The Affordable Care Act launched in the U.S. in 2010 under President Barack Obama provides clear examples of how service providers are encouraged through financial incentives to continue making a positive contribution to patient outcome beyond the day of discharge. For instance, Medicare reduces provider compensation if patients are readmitted within 30 days of discharge. This affects every fifth Medicare patient - a staggering number of those treated. According to the Center for Medicare and Medicaid Services (CMS), approximately 2,700 of the 3,400 Medicare contract hospitals will have cuts totaling $420 million in fiscal 2016 due to such readmissions.5
Engaged Patients Improve Outcomes
For healthcare providers, it is worthwhile to examine how care is provided along the treatment chain and to optimize it as needed. In particular, the general practitioners who care for patients after their discharge, and also the patients themselves, have a considerable influence on patient outcome. Survey and research results from the U.S. show that handoff communication and the discharge process are sorely in need of improvement in many companies. For instance, in the latest annual U.S. national patient survey, 14 percent of respondents said they had neither received any written information about what symptoms or health warning signs they should look for in the future, nor had conversations about the need for a follow-up appointment and with whom after their discharge.6
However, the patient’s proven influence on his or her own outcome may be challenging in cases where service providers find it difficult to increase patient engagement. Socioeconomic factors such as low income, unemployment, and poor education can lead people to neglect their health and fail to follow their doctors’ recommendations or keep appointments. Several studies from the U.S. actually show a link between high readmission rates and a hospital’s catchment area. It indicates that hospitals in poor regions are disproportionately affected by readmission penalties.7 This once again shows how important it is to develop reliable and reasonable outcome measurements.
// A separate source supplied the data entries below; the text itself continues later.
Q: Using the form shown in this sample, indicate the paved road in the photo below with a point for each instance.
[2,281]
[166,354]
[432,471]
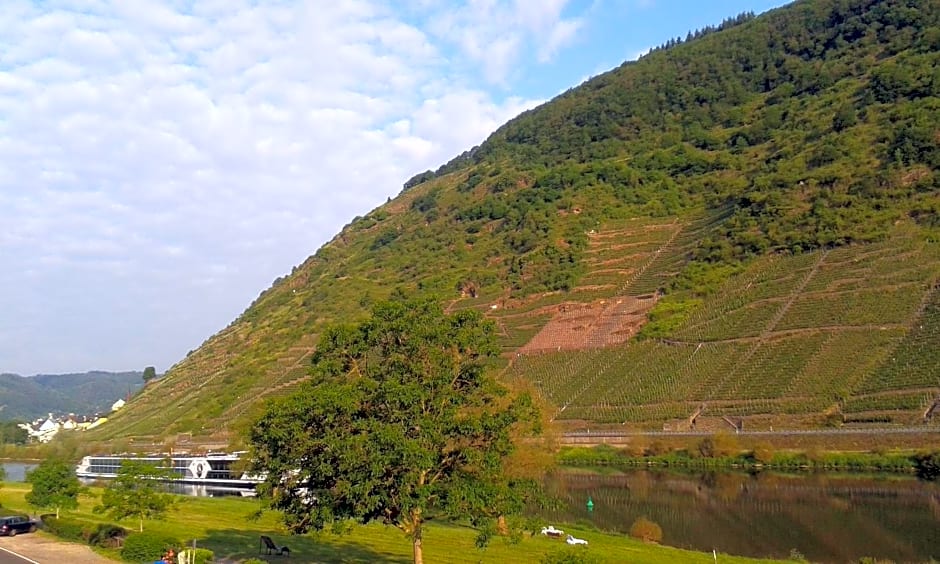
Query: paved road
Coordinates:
[9,557]
[39,548]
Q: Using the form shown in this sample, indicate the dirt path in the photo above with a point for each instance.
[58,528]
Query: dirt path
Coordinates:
[47,549]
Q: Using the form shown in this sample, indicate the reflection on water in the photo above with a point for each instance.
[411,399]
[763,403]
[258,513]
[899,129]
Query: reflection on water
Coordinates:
[195,490]
[826,518]
[16,472]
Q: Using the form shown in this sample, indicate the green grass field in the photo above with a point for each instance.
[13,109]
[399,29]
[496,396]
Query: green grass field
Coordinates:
[223,525]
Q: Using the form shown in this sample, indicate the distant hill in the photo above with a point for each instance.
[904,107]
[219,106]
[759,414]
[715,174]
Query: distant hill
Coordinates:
[741,227]
[27,398]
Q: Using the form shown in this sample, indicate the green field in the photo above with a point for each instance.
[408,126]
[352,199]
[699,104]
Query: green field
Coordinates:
[223,525]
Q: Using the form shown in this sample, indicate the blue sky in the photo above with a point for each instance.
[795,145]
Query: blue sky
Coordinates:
[162,162]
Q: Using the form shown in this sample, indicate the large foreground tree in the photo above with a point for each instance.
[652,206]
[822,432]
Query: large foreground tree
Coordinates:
[401,423]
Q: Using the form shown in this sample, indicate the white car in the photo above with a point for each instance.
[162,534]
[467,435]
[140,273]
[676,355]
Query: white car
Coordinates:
[572,540]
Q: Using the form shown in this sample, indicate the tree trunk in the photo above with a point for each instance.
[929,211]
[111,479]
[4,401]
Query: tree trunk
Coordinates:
[416,538]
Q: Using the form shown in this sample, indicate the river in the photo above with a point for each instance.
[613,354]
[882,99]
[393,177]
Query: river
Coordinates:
[825,518]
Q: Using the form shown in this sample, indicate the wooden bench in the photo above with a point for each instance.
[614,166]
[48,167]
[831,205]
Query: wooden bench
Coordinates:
[269,547]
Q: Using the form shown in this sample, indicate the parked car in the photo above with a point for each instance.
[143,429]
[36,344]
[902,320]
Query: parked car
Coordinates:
[13,524]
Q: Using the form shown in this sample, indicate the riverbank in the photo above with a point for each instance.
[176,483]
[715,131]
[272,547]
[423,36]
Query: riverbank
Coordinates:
[725,452]
[223,525]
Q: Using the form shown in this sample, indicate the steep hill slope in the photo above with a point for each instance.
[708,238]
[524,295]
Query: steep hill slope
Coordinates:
[84,394]
[775,179]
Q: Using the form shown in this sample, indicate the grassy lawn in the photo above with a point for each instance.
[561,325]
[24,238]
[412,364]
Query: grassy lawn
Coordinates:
[223,525]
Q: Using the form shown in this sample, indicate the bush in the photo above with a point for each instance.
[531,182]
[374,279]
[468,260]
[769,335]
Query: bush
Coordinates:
[147,546]
[108,535]
[202,556]
[646,530]
[65,528]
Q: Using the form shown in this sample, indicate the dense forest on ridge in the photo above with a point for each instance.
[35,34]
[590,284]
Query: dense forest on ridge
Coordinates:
[705,204]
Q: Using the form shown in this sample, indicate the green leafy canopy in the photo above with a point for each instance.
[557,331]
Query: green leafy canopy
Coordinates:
[55,485]
[136,492]
[401,423]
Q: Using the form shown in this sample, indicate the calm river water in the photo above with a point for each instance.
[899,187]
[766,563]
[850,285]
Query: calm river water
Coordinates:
[825,518]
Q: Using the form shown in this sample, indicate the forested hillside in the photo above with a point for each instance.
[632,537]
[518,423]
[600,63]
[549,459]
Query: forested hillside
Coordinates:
[26,398]
[765,194]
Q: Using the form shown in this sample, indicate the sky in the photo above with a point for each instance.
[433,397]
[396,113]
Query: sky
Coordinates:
[162,162]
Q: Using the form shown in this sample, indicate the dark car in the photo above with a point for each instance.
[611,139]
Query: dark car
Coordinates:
[13,524]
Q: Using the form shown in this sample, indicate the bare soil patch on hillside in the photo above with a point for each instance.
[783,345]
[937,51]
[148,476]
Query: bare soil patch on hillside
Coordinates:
[589,326]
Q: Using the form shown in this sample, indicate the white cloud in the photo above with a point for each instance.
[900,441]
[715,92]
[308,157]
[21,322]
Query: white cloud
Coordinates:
[160,165]
[495,33]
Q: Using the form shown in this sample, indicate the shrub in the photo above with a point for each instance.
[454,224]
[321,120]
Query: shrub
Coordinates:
[108,535]
[646,530]
[147,546]
[65,528]
[763,453]
[201,556]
Smarter Data for Better Care
A well-managed IT infrastructure and mobile technology could help to smooth the patient pathway and encourage patient engagement, for example by helping patients and doctors stay connected via mobile resources like tablets and smartphone apps. Thus, visit-based care is giving way to connected care. In developed economies, some of the greatest benefits of connected care would result from improved treatment of chronic disease. Furthermore, the greatest benefits of Internet-of-Things applications could lie in expanding delivery of healthcare services to the underserved, write the corporate consultants at McKinsey in a recent study.8
The EHR that have been introduced in many countries also provide a shared platform for decision-making between patients and doctors. According to a recent survey by the consulting firm Accenture, more than half of all patients want to be able to access their data online.9 This would definitely be to the benefit of many doctors. A vast majority of U.S. doctors report that patient updating of personal electronic medical records improves patient engagement and satisfaction.10 Healthcare providers who manage to create stronger ties to their patients and let them independently contribute to their patient journey can achieve better long-term patient outcomes.